Sunset Views

Sunset Views

Category

Stacks

Difficulty

Medium

Problem Statement

Given an array of building heights and a direction the buildings face (east or west), return the indices of buildings that can see the sunset. A building can see the sunset if no building taller than or equal to it stands between it and the direction of the sunset. The buildings are arranged in a line from left (west) to right (east).

Intuition

A building can see the sunset only if all buildings between it and the sunset direction are strictly shorter. If the sunset is in the east, we process buildings from right to left (since the rightmost building always sees the sunset). If the sunset is in the west, we process from left to right. We track the maximum height seen so far from the sunset side. A building qualifies if it is taller than this running maximum.

Approach

  1. Determine the iteration direction based on the sunset direction:
    • East: iterate from right to left.
    • West: iterate from left to right.
  2. Maintain a variable maxHeight tracking the tallest building seen so far (from the sunset side).
  3. For each building:
    • If its height is strictly greater than maxHeight, it can see the sunset.

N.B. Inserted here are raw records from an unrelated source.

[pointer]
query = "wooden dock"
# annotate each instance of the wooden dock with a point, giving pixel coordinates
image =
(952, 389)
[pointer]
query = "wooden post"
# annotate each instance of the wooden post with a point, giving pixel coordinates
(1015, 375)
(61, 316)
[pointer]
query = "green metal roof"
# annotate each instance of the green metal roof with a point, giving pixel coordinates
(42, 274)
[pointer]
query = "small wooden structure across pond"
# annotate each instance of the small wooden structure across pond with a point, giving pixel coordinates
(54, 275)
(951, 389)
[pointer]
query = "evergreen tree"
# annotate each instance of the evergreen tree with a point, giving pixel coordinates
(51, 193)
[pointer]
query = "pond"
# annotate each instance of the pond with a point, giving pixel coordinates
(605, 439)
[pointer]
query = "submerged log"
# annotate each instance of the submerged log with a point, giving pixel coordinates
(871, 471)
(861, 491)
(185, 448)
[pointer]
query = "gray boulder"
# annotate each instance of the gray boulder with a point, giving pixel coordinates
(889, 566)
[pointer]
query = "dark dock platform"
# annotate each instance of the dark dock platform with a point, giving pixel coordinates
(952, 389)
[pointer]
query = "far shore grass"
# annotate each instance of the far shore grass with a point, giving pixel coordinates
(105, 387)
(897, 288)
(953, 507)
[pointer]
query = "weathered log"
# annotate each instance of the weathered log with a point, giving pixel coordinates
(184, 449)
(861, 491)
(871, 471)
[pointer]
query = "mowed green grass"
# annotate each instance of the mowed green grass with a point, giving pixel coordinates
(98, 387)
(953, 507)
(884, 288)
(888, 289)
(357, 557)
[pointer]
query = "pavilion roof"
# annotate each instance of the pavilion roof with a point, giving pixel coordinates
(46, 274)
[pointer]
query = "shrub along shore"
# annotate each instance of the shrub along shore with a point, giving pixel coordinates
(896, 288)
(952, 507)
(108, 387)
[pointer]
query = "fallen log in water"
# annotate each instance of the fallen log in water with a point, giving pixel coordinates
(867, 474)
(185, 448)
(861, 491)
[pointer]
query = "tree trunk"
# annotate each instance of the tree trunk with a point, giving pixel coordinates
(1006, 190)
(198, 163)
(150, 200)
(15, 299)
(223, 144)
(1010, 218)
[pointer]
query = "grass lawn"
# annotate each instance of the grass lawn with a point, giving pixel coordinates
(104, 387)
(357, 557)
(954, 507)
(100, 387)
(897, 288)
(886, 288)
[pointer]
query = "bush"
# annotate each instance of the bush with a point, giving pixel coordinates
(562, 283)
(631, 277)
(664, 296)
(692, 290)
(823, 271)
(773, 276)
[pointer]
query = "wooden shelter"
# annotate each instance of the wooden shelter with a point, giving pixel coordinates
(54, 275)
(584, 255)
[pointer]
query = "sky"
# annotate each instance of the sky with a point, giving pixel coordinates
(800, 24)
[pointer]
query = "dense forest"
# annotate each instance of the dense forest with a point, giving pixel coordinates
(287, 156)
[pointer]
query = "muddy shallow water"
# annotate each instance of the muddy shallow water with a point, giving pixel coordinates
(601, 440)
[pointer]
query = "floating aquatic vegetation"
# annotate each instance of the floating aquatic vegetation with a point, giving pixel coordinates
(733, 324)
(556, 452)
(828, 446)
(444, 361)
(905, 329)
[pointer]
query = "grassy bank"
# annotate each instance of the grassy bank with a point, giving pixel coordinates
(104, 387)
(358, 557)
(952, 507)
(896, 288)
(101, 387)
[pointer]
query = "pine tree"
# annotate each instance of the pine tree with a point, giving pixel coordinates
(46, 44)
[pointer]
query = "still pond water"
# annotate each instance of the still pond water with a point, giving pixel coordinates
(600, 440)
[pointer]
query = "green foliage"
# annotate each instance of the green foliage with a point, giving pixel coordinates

Add its index to the result and update maxHeight.
  4. If iterating right to left, reverse the result to maintain ascending index order.

Pseudocode

function sunsetViews(buildings, direction):
    result = []
    maxHeight = 0

    if direction == "EAST":
        // rightmost buildings see sunset, iterate right to left
        for i from length(buildings) - 1 down to 0:
            if buildings[i] > maxHeight:
                result.append(i)
                maxHeight = buildings[i]
        reverse(result)
    else:  // WEST
        for i from 0 to length(buildings) - 1:
            if buildings[i] > maxHeight:
                result.append(i)
                maxHeight = buildings[i]

    return result

Time & Space Complexity

  • Time: O(n) where n is the number of buildings. Each building is visited once.
  • Space: O(n) for the result array in the worst case (e.g., strictly decreasing heights from the sunset side).

Key Insights

  • The problem can also be solved using a stack. As you iterate toward the sunset, maintain a stack of building indices. For each new building, pop all buildings from the stack that are shorter than or equal to the current building (they are now blocked). The remaining buildings in the stack at the end have sunset views.
  • The running-maximum approach is simpler and equally efficient.
  • The direction determines whether "blocking" buildings are to the left or to the right.
  • Buildings of equal height block each other.

Edge Cases

  • Empty array: return an empty result.
  • Single building: it always sees the sunset.
  • All buildings the same height: only the building closest to the sunset direction sees it.
  • Strictly increasing heights toward the sunset: only the last building (closest to sunset) sees it.
  • Strictly decreasing heights toward the sunset: every building sees the sunset.